The goal of this project is to convert the IP address assignment for the University of Louisville to a more dynamic assignment process. The advantages of this will be a more streamlined and less interactive process for obtaining access to the UofL network.
The IP address assignment is done using a protocol called Dynamic Host Configuration Protocol (DHCP). DHCP can assign addresses in a static or dynamic method, and assigns the IP addresses to an Ethernet address or Media Access Control (MAC) address. The static method will assign the same IP address to a MAC address each time an IP address is requested. The dynamic method may assign a different IP address each time one is requested, although it will reassign the same IP address, if it is available.
We use both of the methods on campus, requiring registration of the MAC addresses before accessing the network, except for some special cases, such as dorms and wireless. The normal, default, action is to use the static method, assigning an IP address in the appropriate building IP network. The dynamic method is used for devices/computers that need to access the wired network in multiple locations, such as laptops, that may need to be used in any building on campus. Domain Name Service (DNS) names for static IP assignments may be defined as the registrant specifies, such as mycomputer.mitc.louisville.edu. Dynamic addresses are generic pool names, such as dhcp034.mitc.louisville.edu. Some devices/computers require static addresses, such as servers (web, file, print), but most computers can use dynamic IP addresses with no problems, an example being home users who receive dynamic assignments from their Internet Service Provider (ISP). We do allow unregistered devices/computers on the wired network to receive a private, restricted to campus, IP address allowing them some access.

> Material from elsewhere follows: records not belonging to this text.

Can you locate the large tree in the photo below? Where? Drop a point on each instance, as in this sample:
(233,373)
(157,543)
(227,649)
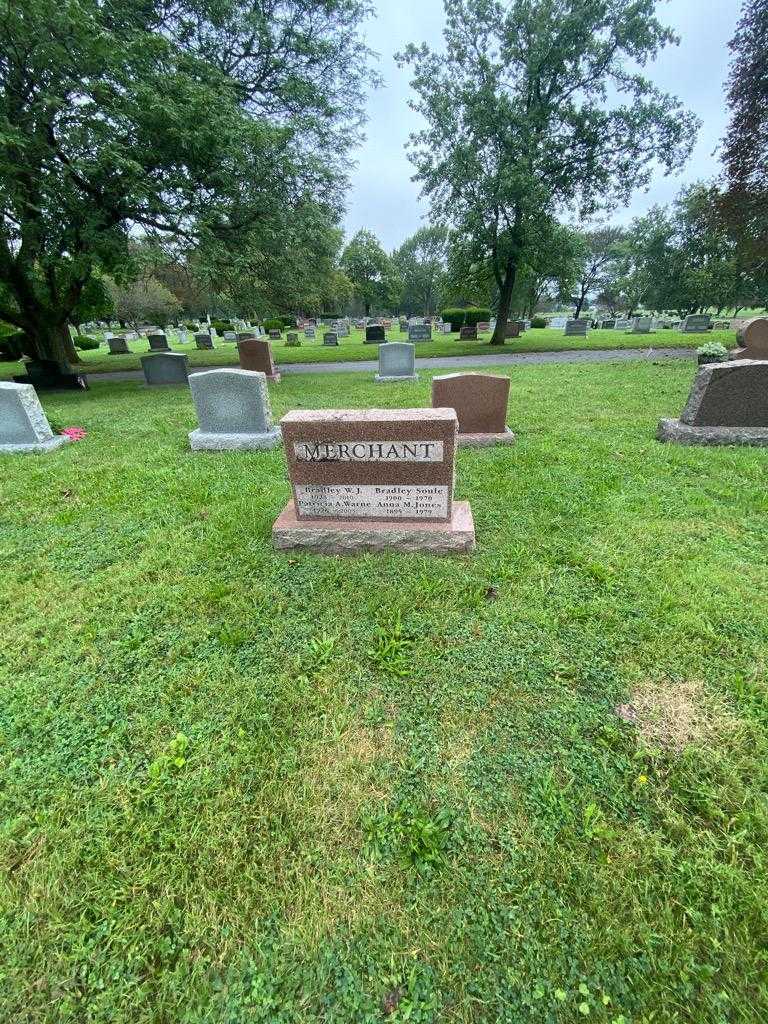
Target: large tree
(536,107)
(368,266)
(600,250)
(744,202)
(197,120)
(420,268)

The first step in this process will be to change the default mode for assigning IP addresses from static to dynamic. We would continue to register MAC addresses, but if a static IP address is needed it would have to be specifically requested. This would make the data entry process for the MAC addresses somewhat easier. At the same time, we would begin going through all the IP subnets on campus working with the Tier 1.s and users to make sure we have identified all devices/computers requiring static IP assignments. We will move those to contiguous IP address blocks in all subnets on campus. This will allow us to have the IP addresses not requiring static assignments in contiguous blocks next to the existing contiguous dynamic blocks in each subnet.
The second step will be to covert the current dynamic IP address pools to allow any MAC address to obtain an IP address, not just ones that have been registered. We will then convert the addresses not requiring static assignments to dynamic. After this, the only registrations required would be for devices/systems requiring static IP address assignments. We will also remove the private IP network for unregistered computers, since it will be unnecessary.
The end result will be the majority of devices/computers would work with no registration and the static assignments needed could be handled directly by Network Management. Many of these also require specific network location knowledge, from Network Management, and coordination with other groups, like Enterprise Security, for definition of firewall rules to allow different levels of access.